Preparing HVU¶

Introduction¶

@article{Diba2019LargeSH,
  title={Large Scale Holistic Video Understanding},
  author={Ali Diba and M. Fayyaz and Vivek Sharma and Manohar Paluri and Jurgen Gall and R. Stiefelhagen and L. Gool},
  journal={arXiv: Computer Vision and Pattern Recognition},
  year={2019}
}

For basic dataset information, please refer to the official project and the paper. Before we start, please make sure that the directory is located at $MMACTION2/tools/data/hvu/.

Step 1. Prepare Annotations¶

First of all, you can run the following script to prepare annotations.

bash download_annotations.sh

Besides, you need to run the following command to parse the tag list of HVU.

python parse_tag_list.py

Step 2. Prepare Videos¶

Then, you can run the following script to prepare videos. The codes are adapted from the official crawler. Note that this might take a long time.

bash download_videos.sh

Step 3. Extract RGB and Flow¶

This part is optional if you only want to use the video loader.

Before extracting, please refer to install.md for installing denseflow.

You can use the following script to extract both RGB and Flow frames.

bash extract_frames.sh

By default, we generate frames with short edge resized to 256. More details can be found in prepare_dataset

Step 4. Generate File List¶

You can run the follow scripts to generate file list in the format of videos and rawframes, respectively.

bash generate_videos_filelist.sh
# execute the command below when rawframes are ready
bash generate_rawframes_filelist.sh

Step 5. Generate File List for Each Individual Tag Categories¶

This part is optional if you don’t want to train models on HVU for a specific tag category.

The file list generated in step 4 contains labels of different categories. These file lists can only be handled with HVUDataset and used for multi-task learning of different tag categories. The component LoadHVULabel is needed to load the multi-category tags, and the HVULoss should be used to train the model.

If you only want to train video recognition models for a specific tag category, i.e. you want to train a recognition model on HVU which only handles tags in the category action, we recommend you to use the following command to generate file lists for the specific tag category. The new list, which only contains tags of a specific category, can be handled with VideoDataset or RawframeDataset. The recognition models can be trained with BCELossWithLogits.

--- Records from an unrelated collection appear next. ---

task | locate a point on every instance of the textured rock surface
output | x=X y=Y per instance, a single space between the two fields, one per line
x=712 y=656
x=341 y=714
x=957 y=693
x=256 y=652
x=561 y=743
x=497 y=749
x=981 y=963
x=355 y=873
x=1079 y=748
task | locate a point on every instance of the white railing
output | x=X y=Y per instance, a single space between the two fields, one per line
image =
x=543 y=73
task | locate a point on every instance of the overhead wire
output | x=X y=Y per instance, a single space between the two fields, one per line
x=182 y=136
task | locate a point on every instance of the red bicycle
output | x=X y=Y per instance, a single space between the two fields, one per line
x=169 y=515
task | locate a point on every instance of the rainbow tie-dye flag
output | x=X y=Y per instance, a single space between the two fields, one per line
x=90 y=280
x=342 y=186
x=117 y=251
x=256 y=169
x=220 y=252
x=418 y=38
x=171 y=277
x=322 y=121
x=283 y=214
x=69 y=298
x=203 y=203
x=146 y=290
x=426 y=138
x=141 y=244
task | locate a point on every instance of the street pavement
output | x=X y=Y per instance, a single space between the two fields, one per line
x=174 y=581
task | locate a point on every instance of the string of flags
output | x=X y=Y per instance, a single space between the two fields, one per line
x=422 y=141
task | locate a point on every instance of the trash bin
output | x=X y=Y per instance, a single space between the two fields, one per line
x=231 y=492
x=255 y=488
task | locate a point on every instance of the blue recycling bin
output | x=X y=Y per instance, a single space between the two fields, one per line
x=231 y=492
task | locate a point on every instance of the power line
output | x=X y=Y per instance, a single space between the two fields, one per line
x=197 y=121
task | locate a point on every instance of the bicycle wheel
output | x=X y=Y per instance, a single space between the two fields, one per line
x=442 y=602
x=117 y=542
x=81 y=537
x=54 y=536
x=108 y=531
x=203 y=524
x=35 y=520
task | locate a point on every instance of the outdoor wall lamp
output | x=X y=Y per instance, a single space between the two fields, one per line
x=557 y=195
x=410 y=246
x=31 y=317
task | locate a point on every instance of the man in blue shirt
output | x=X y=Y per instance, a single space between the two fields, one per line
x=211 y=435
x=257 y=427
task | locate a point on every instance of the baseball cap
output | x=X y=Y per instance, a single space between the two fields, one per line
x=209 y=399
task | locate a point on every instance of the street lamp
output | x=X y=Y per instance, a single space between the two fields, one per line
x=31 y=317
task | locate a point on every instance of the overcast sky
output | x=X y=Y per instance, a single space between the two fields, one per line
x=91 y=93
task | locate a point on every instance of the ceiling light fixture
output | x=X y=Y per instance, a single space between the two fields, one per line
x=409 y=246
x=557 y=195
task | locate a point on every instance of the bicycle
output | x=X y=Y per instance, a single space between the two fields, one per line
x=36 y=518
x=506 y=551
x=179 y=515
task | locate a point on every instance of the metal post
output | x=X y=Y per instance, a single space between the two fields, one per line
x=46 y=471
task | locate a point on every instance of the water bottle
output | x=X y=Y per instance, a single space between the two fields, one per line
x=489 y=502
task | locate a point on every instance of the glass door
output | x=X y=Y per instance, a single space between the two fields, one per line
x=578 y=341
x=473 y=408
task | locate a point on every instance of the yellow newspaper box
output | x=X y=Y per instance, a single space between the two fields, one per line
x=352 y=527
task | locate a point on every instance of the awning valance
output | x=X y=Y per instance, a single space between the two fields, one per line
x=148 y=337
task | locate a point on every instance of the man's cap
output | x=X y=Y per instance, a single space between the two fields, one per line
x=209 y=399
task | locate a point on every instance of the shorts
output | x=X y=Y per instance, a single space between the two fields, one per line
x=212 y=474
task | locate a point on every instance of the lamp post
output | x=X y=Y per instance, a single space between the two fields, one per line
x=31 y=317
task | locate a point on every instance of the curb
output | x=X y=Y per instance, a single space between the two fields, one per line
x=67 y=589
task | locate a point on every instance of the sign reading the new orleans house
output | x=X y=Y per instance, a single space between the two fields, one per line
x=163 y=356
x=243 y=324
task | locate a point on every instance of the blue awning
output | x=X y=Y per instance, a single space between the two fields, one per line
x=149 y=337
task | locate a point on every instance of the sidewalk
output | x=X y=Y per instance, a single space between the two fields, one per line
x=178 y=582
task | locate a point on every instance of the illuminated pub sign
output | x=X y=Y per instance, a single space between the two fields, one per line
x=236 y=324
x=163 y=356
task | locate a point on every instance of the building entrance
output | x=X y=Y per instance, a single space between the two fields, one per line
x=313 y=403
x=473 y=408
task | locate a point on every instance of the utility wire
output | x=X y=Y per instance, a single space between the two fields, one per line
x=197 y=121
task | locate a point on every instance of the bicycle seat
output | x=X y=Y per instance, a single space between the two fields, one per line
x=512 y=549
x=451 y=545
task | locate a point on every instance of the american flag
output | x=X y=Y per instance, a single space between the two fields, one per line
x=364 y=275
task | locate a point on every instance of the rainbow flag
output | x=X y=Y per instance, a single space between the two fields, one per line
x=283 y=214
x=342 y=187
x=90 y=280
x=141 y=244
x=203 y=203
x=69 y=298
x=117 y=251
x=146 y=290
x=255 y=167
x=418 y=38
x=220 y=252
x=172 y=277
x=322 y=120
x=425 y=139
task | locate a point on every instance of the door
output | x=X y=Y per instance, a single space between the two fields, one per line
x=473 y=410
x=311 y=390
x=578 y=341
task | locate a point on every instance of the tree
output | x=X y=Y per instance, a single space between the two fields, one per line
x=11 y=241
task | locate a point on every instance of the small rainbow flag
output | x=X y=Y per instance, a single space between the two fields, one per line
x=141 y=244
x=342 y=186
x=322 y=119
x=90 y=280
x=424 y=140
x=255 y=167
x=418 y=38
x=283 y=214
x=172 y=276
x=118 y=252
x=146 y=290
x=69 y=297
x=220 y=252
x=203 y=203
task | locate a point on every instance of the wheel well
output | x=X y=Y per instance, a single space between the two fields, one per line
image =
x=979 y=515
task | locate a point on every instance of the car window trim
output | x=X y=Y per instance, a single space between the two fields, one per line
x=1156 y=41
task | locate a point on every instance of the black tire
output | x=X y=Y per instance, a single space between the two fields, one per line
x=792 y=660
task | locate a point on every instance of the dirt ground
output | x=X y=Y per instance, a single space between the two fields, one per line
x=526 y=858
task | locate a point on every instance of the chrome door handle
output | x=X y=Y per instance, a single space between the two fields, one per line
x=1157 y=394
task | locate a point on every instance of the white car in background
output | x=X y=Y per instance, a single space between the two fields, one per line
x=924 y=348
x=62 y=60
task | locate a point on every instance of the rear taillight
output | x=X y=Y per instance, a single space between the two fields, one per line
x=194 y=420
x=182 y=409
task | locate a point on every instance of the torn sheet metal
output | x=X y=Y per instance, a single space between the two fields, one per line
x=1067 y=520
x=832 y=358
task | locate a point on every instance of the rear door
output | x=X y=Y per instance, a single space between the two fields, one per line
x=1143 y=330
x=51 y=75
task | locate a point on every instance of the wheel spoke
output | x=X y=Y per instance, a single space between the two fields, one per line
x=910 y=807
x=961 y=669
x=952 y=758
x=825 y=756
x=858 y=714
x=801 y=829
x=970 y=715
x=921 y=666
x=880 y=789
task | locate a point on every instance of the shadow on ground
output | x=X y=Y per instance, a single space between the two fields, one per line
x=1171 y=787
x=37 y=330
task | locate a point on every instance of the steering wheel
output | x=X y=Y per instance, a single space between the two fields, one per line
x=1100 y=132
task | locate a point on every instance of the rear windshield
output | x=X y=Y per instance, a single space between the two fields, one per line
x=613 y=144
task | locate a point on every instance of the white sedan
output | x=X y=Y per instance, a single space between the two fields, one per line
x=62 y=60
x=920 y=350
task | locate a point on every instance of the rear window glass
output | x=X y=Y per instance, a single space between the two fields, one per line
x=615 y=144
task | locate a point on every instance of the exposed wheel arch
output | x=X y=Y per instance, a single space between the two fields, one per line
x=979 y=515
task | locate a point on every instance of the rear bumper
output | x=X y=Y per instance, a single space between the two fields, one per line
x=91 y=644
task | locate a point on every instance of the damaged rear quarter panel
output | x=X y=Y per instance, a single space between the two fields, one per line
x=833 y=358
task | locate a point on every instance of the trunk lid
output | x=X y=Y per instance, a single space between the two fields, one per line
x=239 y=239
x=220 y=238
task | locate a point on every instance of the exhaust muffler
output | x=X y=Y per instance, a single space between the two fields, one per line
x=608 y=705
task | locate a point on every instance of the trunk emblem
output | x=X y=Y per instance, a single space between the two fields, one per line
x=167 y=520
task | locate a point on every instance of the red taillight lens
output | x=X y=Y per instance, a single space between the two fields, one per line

The following command generates file list for the tag category ${category}, note that the tag category you specified should be in the 6 tag categories available in HVU: [‘action’, ‘attribute’, ‘concept’, ‘event’, ‘object’, ‘scene’].

python generate_sub_file_list.py path/to/filelist.json ${category}

The filename of the generated file list for ${category} is generated by replacing hvu in the original filename with hvu_${category}. For example, if the original filename is hvu_train.json, the filename of the file list for action is hvu_action_train.json.

Step 6. Folder Structure¶

After the whole data pipeline for HVU preparation. you can get the rawframes (RGB + Flow), videos and annotation files for HVU.

In the context of the whole project (for HVU only), the full folder structure will look like:

mmaction2
├── mmaction
├── tools
├── configs
├── data
│   ├── hvu
│   │   ├── hvu_train_video.json
│   │   ├── hvu_val_video.json
│   │   ├── hvu_train.json
│   │   ├── hvu_val.json
│   │   ├── annotations
│   │   ├── videos_train
│   │   │   ├── OLpWTpTC4P8_000570_000670.mp4
│   │   │   ├── xsPKW4tZZBc_002330_002430.mp4
│   │   │   ├── ...
│   │   ├── videos_val
│   │   ├── rawframes_train
│   │   ├── rawframes_val

For training and evaluating on HVU, please refer to Training and Test Tutorial.